В какой-то момент ему показалось, что он нашел, и оставил в дневнике запись о том, что познакомился с неким ученым, который обмолвился, что знает, как победить смерть.

Следующая запись сквозила бессильной яростью. Оказалось, что ученый «посмел выразиться образно»: мол, его труды, написанные им книги — это его бессмертие. Господин Лемюэль отметил, что отравил мерзавца и вновь приступил к поискам…

Именно на этом месте у корешка виднелись неровные края обрывов — все, что осталось от нескольких располагавшихся там прежде страниц.

В дверь постучали. Спрятав дневник под подушку, а Пуговку под кровать, Джеймс открыл. Мадам Клопп принесла ужин.

Ехидно посоветовав «кузену из Рабберота» оценить приправу к отбивным в виде тертых ногтей, она удалилась.

Джеймс на ее шутку (если это была шутка) даже не обратил внимания. Все его мысли вращались лишь вокруг записей в дневнике прадедушки.

«Бессмертие, — думал он, ковыряя вилкой отбивные и странную зеленую кашу. — Ну разумеется! Как же без этого! Впрочем, не может не радовать, что он так и не нашел к нему рецепт — череп в шкафу с лекарствами этому подтверждение…»

Доев ужин, Джеймс вновь усадил рядом Пуговку и, прежде чем вернуться к дневнику, полез в чемодан.
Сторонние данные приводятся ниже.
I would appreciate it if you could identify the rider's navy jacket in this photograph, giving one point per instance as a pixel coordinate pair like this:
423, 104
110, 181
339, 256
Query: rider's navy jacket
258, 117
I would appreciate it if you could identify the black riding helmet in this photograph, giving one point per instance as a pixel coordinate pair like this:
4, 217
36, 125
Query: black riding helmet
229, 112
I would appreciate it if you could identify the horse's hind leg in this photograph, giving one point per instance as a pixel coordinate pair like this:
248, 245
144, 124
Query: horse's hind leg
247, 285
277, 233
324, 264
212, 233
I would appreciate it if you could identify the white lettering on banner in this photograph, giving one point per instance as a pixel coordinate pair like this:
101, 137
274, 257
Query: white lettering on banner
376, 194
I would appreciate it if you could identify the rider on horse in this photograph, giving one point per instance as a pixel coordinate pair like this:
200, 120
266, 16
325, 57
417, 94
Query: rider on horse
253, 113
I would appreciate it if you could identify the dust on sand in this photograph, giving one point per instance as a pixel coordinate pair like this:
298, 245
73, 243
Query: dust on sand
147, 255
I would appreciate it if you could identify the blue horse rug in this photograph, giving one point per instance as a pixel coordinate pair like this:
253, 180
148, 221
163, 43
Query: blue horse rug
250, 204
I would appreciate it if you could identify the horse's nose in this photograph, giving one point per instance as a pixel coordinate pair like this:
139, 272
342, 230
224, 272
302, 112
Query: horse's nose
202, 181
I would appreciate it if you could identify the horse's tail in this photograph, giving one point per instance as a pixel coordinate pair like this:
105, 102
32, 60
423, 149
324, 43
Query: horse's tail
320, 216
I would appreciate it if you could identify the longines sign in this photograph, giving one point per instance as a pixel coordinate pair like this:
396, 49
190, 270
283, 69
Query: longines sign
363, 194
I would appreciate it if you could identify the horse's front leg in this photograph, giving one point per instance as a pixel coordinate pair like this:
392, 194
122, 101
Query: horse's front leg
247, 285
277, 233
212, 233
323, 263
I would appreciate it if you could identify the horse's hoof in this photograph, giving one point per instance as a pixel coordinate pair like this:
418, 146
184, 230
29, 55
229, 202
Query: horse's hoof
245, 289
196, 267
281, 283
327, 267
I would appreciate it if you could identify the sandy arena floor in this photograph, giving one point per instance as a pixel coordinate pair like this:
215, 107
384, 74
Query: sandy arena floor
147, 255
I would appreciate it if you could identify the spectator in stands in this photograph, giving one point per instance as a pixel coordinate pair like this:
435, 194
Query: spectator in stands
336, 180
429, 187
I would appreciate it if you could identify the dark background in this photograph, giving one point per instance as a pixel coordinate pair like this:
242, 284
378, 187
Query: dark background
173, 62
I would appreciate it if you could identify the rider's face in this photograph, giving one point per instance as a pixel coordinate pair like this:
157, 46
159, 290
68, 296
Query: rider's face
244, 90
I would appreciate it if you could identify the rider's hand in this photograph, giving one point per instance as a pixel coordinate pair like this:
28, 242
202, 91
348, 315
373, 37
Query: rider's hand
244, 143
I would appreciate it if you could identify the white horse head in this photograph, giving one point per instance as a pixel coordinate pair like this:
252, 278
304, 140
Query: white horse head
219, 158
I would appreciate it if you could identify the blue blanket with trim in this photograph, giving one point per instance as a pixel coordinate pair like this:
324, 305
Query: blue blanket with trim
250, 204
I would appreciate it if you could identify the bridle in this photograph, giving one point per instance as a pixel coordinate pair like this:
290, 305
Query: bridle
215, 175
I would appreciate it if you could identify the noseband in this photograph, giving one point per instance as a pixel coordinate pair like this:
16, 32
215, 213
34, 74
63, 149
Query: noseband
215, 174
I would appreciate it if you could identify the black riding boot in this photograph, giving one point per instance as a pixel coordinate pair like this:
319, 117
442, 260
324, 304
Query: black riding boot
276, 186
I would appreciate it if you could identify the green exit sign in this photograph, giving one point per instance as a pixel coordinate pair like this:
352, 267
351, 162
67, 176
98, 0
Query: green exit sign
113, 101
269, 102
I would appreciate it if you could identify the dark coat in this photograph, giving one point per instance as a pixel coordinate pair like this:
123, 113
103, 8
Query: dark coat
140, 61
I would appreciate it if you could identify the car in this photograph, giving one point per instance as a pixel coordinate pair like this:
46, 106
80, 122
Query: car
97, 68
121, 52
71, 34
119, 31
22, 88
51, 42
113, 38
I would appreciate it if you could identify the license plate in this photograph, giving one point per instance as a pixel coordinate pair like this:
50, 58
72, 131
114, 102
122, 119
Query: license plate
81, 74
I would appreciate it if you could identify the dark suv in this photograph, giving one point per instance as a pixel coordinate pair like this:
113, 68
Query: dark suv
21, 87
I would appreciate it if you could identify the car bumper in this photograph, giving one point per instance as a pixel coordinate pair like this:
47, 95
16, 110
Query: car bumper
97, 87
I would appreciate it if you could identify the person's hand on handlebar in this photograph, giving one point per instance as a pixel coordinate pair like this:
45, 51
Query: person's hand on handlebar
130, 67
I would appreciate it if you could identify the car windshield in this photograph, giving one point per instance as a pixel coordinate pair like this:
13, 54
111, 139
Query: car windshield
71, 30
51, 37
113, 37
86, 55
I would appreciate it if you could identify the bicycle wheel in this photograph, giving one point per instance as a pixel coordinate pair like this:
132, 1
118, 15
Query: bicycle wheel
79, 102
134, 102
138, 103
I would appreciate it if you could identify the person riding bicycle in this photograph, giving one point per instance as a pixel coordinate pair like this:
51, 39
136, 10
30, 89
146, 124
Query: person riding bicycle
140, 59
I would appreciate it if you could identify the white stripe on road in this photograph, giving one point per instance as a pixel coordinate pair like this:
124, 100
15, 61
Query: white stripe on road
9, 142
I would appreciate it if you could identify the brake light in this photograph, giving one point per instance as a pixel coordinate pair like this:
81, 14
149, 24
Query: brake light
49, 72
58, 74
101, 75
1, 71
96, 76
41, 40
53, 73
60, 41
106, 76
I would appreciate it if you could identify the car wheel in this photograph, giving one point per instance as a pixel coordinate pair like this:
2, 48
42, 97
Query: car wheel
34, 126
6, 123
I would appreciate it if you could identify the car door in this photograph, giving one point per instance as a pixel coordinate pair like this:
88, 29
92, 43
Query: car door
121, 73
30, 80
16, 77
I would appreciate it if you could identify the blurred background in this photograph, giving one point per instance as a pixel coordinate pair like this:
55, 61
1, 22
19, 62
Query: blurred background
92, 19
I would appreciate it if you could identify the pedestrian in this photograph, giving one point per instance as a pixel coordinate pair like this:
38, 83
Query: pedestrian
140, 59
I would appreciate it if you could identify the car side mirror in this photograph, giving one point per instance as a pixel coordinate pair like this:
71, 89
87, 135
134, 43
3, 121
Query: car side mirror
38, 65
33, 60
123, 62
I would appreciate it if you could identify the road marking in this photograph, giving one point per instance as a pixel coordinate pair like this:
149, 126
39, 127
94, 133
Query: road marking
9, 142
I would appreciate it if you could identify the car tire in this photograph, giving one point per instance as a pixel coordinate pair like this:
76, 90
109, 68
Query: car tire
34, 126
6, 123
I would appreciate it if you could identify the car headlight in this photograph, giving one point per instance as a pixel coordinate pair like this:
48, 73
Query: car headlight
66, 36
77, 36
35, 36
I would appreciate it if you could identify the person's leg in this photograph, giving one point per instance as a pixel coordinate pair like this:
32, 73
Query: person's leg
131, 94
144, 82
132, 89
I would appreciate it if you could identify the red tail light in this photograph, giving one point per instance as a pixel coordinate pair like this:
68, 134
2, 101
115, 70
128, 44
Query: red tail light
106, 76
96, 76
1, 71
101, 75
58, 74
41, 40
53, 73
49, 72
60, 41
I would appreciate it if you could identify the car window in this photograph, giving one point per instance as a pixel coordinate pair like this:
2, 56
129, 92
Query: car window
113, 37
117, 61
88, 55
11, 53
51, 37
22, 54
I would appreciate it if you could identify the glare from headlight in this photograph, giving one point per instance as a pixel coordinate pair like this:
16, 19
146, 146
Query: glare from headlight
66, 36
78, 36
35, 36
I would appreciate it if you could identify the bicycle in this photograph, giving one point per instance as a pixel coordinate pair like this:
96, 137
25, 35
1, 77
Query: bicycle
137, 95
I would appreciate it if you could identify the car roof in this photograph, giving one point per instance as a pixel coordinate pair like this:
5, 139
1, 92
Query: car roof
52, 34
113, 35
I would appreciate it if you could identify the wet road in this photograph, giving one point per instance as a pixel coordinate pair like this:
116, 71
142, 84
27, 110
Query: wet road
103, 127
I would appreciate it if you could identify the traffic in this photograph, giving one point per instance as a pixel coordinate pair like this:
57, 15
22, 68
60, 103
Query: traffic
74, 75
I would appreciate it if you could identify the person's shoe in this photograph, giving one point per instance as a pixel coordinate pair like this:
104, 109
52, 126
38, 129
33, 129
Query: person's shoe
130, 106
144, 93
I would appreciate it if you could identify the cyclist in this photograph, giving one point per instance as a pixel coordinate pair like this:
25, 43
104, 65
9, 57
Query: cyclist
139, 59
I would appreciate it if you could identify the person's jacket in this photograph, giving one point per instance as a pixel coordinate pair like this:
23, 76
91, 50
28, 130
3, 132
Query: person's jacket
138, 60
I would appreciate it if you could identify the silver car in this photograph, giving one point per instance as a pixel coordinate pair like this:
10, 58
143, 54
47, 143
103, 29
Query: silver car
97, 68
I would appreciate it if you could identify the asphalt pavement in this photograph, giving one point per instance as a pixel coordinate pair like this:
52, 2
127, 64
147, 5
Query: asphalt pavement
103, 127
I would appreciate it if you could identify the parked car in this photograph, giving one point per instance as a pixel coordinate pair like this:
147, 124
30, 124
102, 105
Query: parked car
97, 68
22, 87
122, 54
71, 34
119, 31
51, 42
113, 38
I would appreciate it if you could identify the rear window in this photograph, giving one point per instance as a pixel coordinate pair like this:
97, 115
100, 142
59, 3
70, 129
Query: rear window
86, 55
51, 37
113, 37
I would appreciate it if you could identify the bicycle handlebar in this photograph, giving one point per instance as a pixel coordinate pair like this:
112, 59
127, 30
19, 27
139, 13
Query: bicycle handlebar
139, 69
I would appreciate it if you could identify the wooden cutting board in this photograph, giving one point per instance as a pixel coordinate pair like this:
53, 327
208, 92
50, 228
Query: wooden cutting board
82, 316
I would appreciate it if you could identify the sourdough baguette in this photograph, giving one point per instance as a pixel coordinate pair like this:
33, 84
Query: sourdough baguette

Сделав пару глотков из бутылочки с кофейной настойкой, отчего его уши провисли еще сильнее, он достал книгу в потрепанной коричневой обложке.

На деле это была никакая не книга, а старый альбом с изображениями членов семейства Лемони. Вправленная под бумажные уголки, на одной из последних страниц располагалась фотокарточка, на которой молодой Лемюэль стоял за стойкой. Перелистав страницы на самое начало альбома, он нашел прадедушку. У основателя рода Лемони (по крайней мере о том, кто был до него, история умалчивала) фотокарточка отсутствовала — видимо, в те времена их еще не делали, — и ее место занимала литография.